As the dust settles around Google's Alphabet announcement yesterday, the company has been eerily quiet. Google+ pages haven't been updated, there's no movement on official blogs, and a blanket press statement is issued to any email queries. But there are a small handful of Google employees who are giving their opinions, on Quora, the question-answering website.
One question posed towards current and former employees asks "What do Google employees think of the creation of Alphabet Inc?" Another user wants to know what it's like to work with Sundar Pichai. So far responders include an engineer at DeepMind (Google's artificial intelligence arm) to an intern.
All in all, the responses are positive—but also confused about where each department stands. From these answers, it seems as if the employees are still unsure who will sign their paychecks come December.
DeepMind engineer Jack Rae, who used to work at Quora, wrote that this was his first year at Google, and his initial experience felt more like working within a cluster of startups joined by a common set of values rather than a company. Without being distracted by the mission of Google search, the other ventures within Google will be able to flourish, Rae writes.
Full text of the answers here.
Another employee, Jeremy Hoffman, who works in search quality, sees it the same way: making room for all the things that aren't explicitly Web-related.
He wrote he was initially surprised by the move, but it started to make sense the more he thought about it. Under Alphabet, Google is free to pursue its original mission of organizing the world’s knowledge, without having to add exceptions for every new entity it wants to create. In this view, it’s not only freeing for the other Alphabet subsidiaries, but also for Google.
Full text of the answers here.
In another thread asking about new Google CEO Sundar Pichai, Google search engineer Robert Love wrote about Pichai's idea for a file-less future.

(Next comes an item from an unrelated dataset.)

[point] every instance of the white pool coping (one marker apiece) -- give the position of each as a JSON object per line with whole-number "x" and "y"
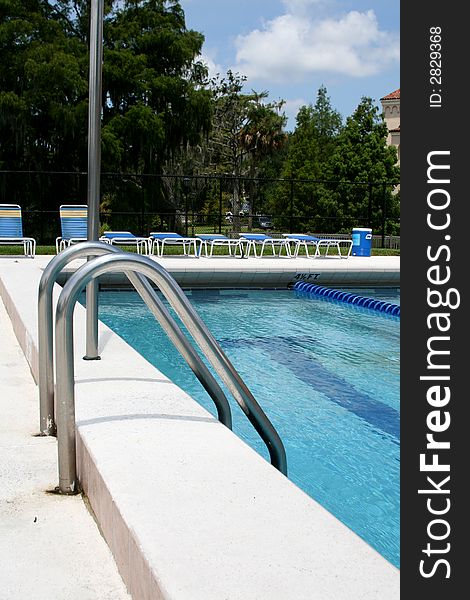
{"x": 189, "y": 510}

Sundar thinks and talks fast. Sundar gets and passionately pursues a vision of the future that is cloud-based, mobile, multi-device, and infinitely connected. A great example is that, for years he didn't want to go a cloud storage system for generic storage (e.g. Google Drive) because there wouldn't be "files" in the future.
And then there was the software engineering intern, Shine Wang, who gave the insider-but-not-yet-inside perspective on Alphabet:
Our intern Hangouts chat exploded - everyone wondered if their conversion offers would indicate which PA-turned-company they would be placed under, whether it might affect the placement of new employees, and so on. We laughed at the SV Easter egg in the website's source code. But for me, an intern ineligible for conversion (yet) and without stock in the company, I just coded away, listening to music on my headphones.
Just Monday as usual.
Updated August 12 in accordance with Quora's quotation policy.